Starting with the very first track, those of you who have grown up with the Winnie the Pooh stories will be right at home. This soundtrack is artfully done, with rich, warm singing from actress Zooey Deschanel, and vocals by the characters’ actors that sound no different from years and years ago. Most reassuring is how reminiscent this soundtrack is of Winnie the Pooh’s past. Disney didn’t venture into new and uncharted territory with this soundtrack, so kudos to them for that. (The track, “So Long,” seems to be the sole exception, though I would bet it’s made for the end credits; one song out of 18 is hardly a considerable detriment to the whole soundtrack.)
In fact, the entire film is a return to the original intentions of Winnie the Pooh’s creator. Unlike the most recent Pooh-related films, which have been spinoffs that revolved around Tigger and Piglet, this movie returns to the original short stories written nearly 100 years ago. The film incorporates two such short stories, and the music reflects this beautifully. In the track, “Everything is Honey,” for example, and in the reprisal of the melody in “Pooh’s Finale,” the vocals are harmonized and balanced in such a way that you might think you were listening to a recording from the original 1966 Disney featurette.
As noted, Ms.
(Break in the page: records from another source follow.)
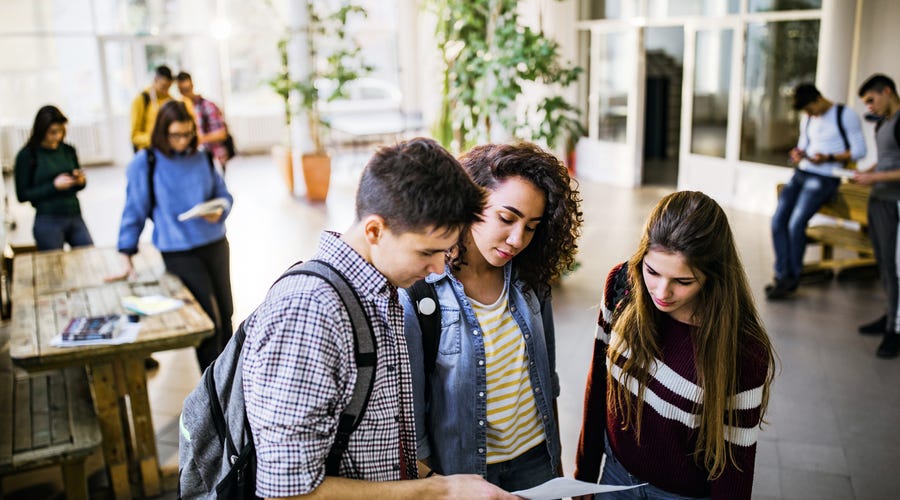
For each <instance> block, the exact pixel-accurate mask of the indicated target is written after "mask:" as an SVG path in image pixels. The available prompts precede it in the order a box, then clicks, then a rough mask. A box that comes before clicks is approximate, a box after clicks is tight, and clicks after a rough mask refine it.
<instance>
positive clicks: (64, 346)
mask: <svg viewBox="0 0 900 500" xmlns="http://www.w3.org/2000/svg"><path fill="white" fill-rule="evenodd" d="M140 331H141V324H140V323H129V322H127V321H124V320H123V321H122V323H121V325H120V326H119V328H118V330H117V331H116V333H115V334H114V335H113V336H112V337H110V338H98V339H92V340H63V335H62V334H61V333H60V334H59V335H57V336H56V337H53V338H52V339H51V340H50V345H52V346H53V347H81V346H85V345H116V344H127V343H129V342H134V341H135V340H137V334H138V333H139V332H140Z"/></svg>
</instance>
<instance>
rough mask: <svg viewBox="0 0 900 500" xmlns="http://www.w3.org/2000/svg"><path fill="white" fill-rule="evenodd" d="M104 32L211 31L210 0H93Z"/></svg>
mask: <svg viewBox="0 0 900 500" xmlns="http://www.w3.org/2000/svg"><path fill="white" fill-rule="evenodd" d="M93 1H94V8H95V9H96V12H97V30H98V31H99V32H100V33H104V34H112V33H120V34H135V35H164V34H176V33H182V34H184V33H199V32H204V31H209V29H208V27H209V24H208V22H200V23H198V22H197V20H198V19H204V20H206V21H208V20H209V19H210V11H209V10H208V9H209V5H208V4H207V2H198V1H196V0H93Z"/></svg>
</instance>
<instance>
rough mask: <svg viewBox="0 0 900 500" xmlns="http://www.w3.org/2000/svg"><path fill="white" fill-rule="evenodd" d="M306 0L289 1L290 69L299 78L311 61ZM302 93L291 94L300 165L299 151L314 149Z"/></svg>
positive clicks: (292, 119)
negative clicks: (308, 41) (294, 114)
mask: <svg viewBox="0 0 900 500" xmlns="http://www.w3.org/2000/svg"><path fill="white" fill-rule="evenodd" d="M309 1H310V0H306V1H302V2H301V1H291V2H288V16H287V25H288V33H290V36H291V39H290V42H289V43H288V71H289V72H290V74H291V78H292V79H294V80H298V79H301V78H305V77H306V75H307V74H308V73H309V70H310V65H311V62H310V60H309V53H308V52H307V48H306V25H307V23H309V13H308V12H307V10H306V5H307V2H309ZM300 100H301V97H300V95H299V94H298V93H297V92H296V91H294V92H292V95H291V105H292V106H295V108H294V111H296V112H297V114H295V115H294V117H293V119H292V120H291V130H290V131H289V132H288V133H289V134H291V143H292V144H293V145H294V151H293V154H294V164H295V165H299V164H300V162H299V159H300V158H299V156H298V152H299V153H303V152H307V151H312V149H313V144H312V138H311V137H310V135H309V122H308V121H307V119H306V110H304V109H301V108H300V107H299V106H298V103H300Z"/></svg>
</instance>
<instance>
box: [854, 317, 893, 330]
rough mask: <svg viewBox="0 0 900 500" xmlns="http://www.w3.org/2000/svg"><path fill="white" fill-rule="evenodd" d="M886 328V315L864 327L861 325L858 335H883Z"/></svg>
mask: <svg viewBox="0 0 900 500" xmlns="http://www.w3.org/2000/svg"><path fill="white" fill-rule="evenodd" d="M886 328H887V315H884V316H882V317H880V318H878V319H876V320H875V321H873V322H871V323H866V324H865V325H861V326H860V327H859V333H861V334H863V335H878V334H884V330H885V329H886Z"/></svg>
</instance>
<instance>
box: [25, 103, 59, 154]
mask: <svg viewBox="0 0 900 500" xmlns="http://www.w3.org/2000/svg"><path fill="white" fill-rule="evenodd" d="M68 122H69V119H68V118H66V115H64V114H62V111H60V110H59V108H57V107H56V106H50V105H47V106H44V107H42V108H41V109H39V110H38V112H37V115H35V116H34V125H33V126H32V127H31V135H30V136H29V137H28V142H27V143H26V144H25V145H26V146H28V147H30V148H36V147H38V146H40V144H41V142H42V141H43V140H44V138H45V137H46V136H47V131H48V130H50V125H54V124H57V123H58V124H61V125H65V124H66V123H68Z"/></svg>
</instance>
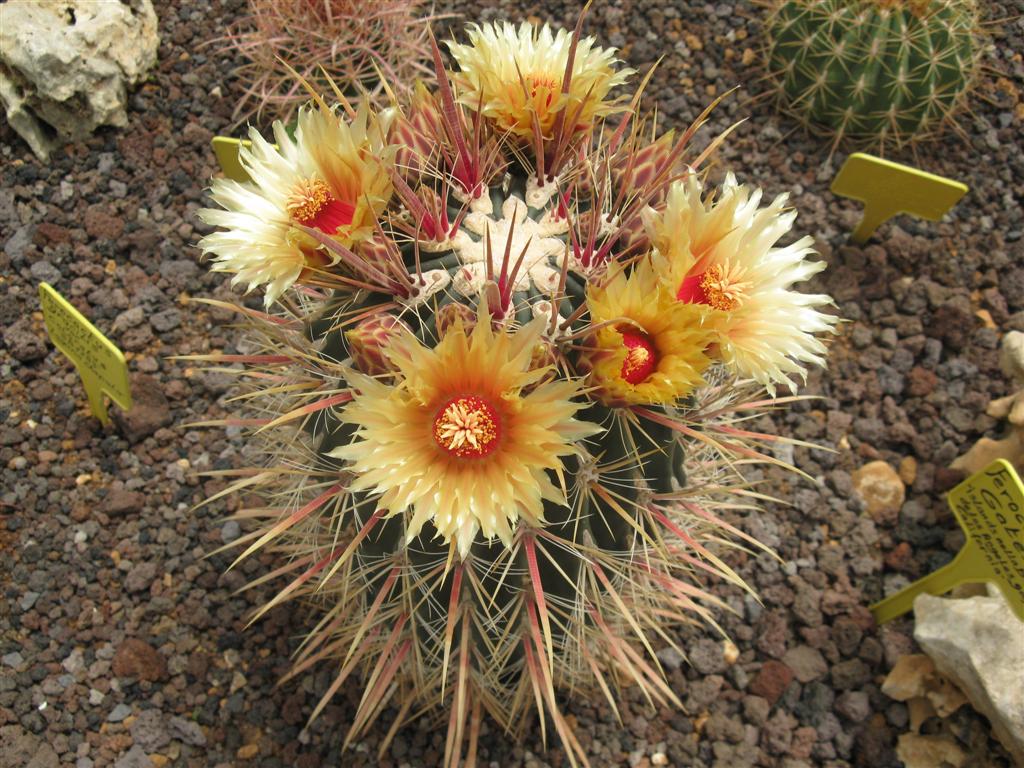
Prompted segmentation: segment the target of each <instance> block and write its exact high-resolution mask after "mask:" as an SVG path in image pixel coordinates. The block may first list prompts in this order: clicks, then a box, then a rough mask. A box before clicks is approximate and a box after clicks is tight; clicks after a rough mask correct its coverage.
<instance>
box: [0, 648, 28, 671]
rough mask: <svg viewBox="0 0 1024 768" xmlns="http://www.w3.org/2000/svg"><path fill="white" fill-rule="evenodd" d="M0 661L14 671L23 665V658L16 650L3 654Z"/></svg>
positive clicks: (24, 663)
mask: <svg viewBox="0 0 1024 768" xmlns="http://www.w3.org/2000/svg"><path fill="white" fill-rule="evenodd" d="M0 660H2V662H3V663H4V665H5V666H6V667H11V668H13V669H15V670H16V669H17V668H18V667H20V666H22V665H23V664H25V657H24V656H23V655H22V654H20V653H18V652H17V651H16V650H12V651H11V652H10V653H4V654H3V657H2V658H0Z"/></svg>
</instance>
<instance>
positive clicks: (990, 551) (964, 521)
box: [871, 459, 1024, 624]
mask: <svg viewBox="0 0 1024 768" xmlns="http://www.w3.org/2000/svg"><path fill="white" fill-rule="evenodd" d="M949 506H950V508H952V510H953V514H955V515H956V520H957V522H959V524H961V527H962V528H964V532H965V534H966V535H967V544H965V545H964V549H962V550H961V551H959V554H957V555H956V557H955V558H954V559H953V561H952V562H951V563H949V564H948V565H944V566H943V567H941V568H939V569H938V570H936V571H935V572H934V573H931V574H929V575H927V577H925V578H924V579H921V580H919V581H916V582H914V583H913V584H911V585H910V586H909V587H906V588H905V589H902V590H900V591H899V592H897V593H896V594H895V595H892V596H890V597H887V598H886V599H885V600H883V601H882V602H880V603H877V604H874V605H872V606H871V613H873V614H874V621H876V622H878V623H879V624H883V623H884V622H888V621H889V620H891V618H895V617H896V616H899V615H902V614H903V613H905V612H907V611H908V610H910V609H911V608H912V607H913V598H915V597H916V596H918V595H919V594H921V593H922V592H927V593H928V594H930V595H941V594H943V593H945V592H948V591H949V590H951V589H952V588H953V587H955V586H957V585H961V584H968V583H975V582H992V583H993V584H995V585H996V586H997V587H998V588H999V591H1001V592H1002V594H1004V596H1006V598H1007V602H1008V603H1009V604H1010V607H1011V609H1012V610H1013V611H1014V613H1016V614H1017V617H1018V618H1020V620H1021V621H1022V622H1024V484H1022V483H1021V479H1020V477H1018V476H1017V472H1016V471H1015V470H1014V468H1013V465H1012V464H1010V462H1008V461H1006V460H1005V459H996V460H995V461H994V462H992V463H991V464H989V465H988V466H987V467H985V468H984V469H983V470H981V471H980V472H977V473H975V474H973V475H971V477H969V478H968V479H966V480H964V482H962V483H961V484H959V485H957V486H956V487H954V488H953V489H952V490H950V492H949Z"/></svg>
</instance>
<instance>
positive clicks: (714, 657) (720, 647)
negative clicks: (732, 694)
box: [689, 638, 727, 675]
mask: <svg viewBox="0 0 1024 768" xmlns="http://www.w3.org/2000/svg"><path fill="white" fill-rule="evenodd" d="M689 658H690V664H691V665H693V669H695V670H696V671H697V672H699V673H700V674H701V675H717V674H719V673H722V672H725V669H726V667H727V665H726V664H725V655H724V654H723V653H722V646H721V644H719V643H717V642H715V641H714V640H712V639H711V638H701V639H700V640H697V641H696V642H695V643H694V644H693V647H692V648H691V649H690V651H689Z"/></svg>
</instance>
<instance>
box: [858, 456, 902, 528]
mask: <svg viewBox="0 0 1024 768" xmlns="http://www.w3.org/2000/svg"><path fill="white" fill-rule="evenodd" d="M852 479H853V489H854V490H855V492H857V495H858V496H860V498H861V499H863V500H864V504H865V505H866V506H867V513H868V514H869V515H870V516H871V517H872V518H874V520H876V521H877V522H880V523H884V524H889V525H891V524H893V523H895V522H896V518H897V517H898V516H899V510H900V507H902V506H903V499H904V497H905V495H906V489H905V487H904V486H903V480H902V479H900V476H899V474H897V472H896V470H894V469H893V468H892V467H891V466H889V464H888V463H887V462H884V461H873V462H870V463H868V464H865V465H864V466H863V467H861V468H860V469H858V470H857V471H855V472H854V473H853V476H852Z"/></svg>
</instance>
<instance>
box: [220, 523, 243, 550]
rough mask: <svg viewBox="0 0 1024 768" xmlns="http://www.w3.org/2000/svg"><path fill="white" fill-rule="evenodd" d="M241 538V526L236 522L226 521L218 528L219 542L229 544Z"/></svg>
mask: <svg viewBox="0 0 1024 768" xmlns="http://www.w3.org/2000/svg"><path fill="white" fill-rule="evenodd" d="M240 536H242V526H241V525H240V524H239V521H238V520H228V521H227V522H225V523H224V524H223V525H221V527H220V541H222V542H223V543H224V544H230V543H231V542H233V541H236V540H237V539H238V538H239V537H240Z"/></svg>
Deschanel opens the soundtrack with the famous Winnie the Pooh theme song, wonderfully sung, and returns elsewhere in the soundtrack for other great tunes. If there’s any downfall to Ms. Deschanel’s singing, it’s that the discerning listener can detect the use of autotuning, but to the editors’ credit, they do a good job of avoiding going overboard with the autotuning.
The lyrics in the songs are funny and intelligent, too. In the track, The Backson Song, for instance, Owl (voiced by comedian Craig Ferguson) builds up to what would seem to be a very obvious opportunity to rhyme using the word “true,” and instead says “it’s not made up,” keeping the listener on his toes. (It’s far more amusing listening to it than trying to convey it in words here, trust me!)
The instrumentals are equally impressive: rich and well performed by what sounds like a full orchestra; dynamic and fun. Tracks like, “Woods and Words/Backson Tracks” and “Picnic and Beehive Chase,” perfectly convey the light mood and hilarity of the film and its characters, while tracks like, “Hundred Acre Spy Game,” serve well to convey whatever suspense there is in the film. The instrumental music is rarely anything more than light accompaniment to what’s happening on the screen, and composer Henry Jackman somehow makes it work well.
The soundtrack seems to be divided with the vocal tracks in the first half and the instrumental tracks in the second half, for whatever reason, rather than organizing them to follow the storyline of the film. Perhaps this could be ideal for a child, who’d benefit from having all the vocal tracks lined up one after the other. The music, however, is great for anyone of any age who has ever known and loved the Winnie the Pooh franchise. Jackman and the actors and vocalists involved have outdone themselves. I’ll take the brave step of predicting that this soundtrack will quickly become as quintessential to the long and storied Winnie the Pooh franchise as any other.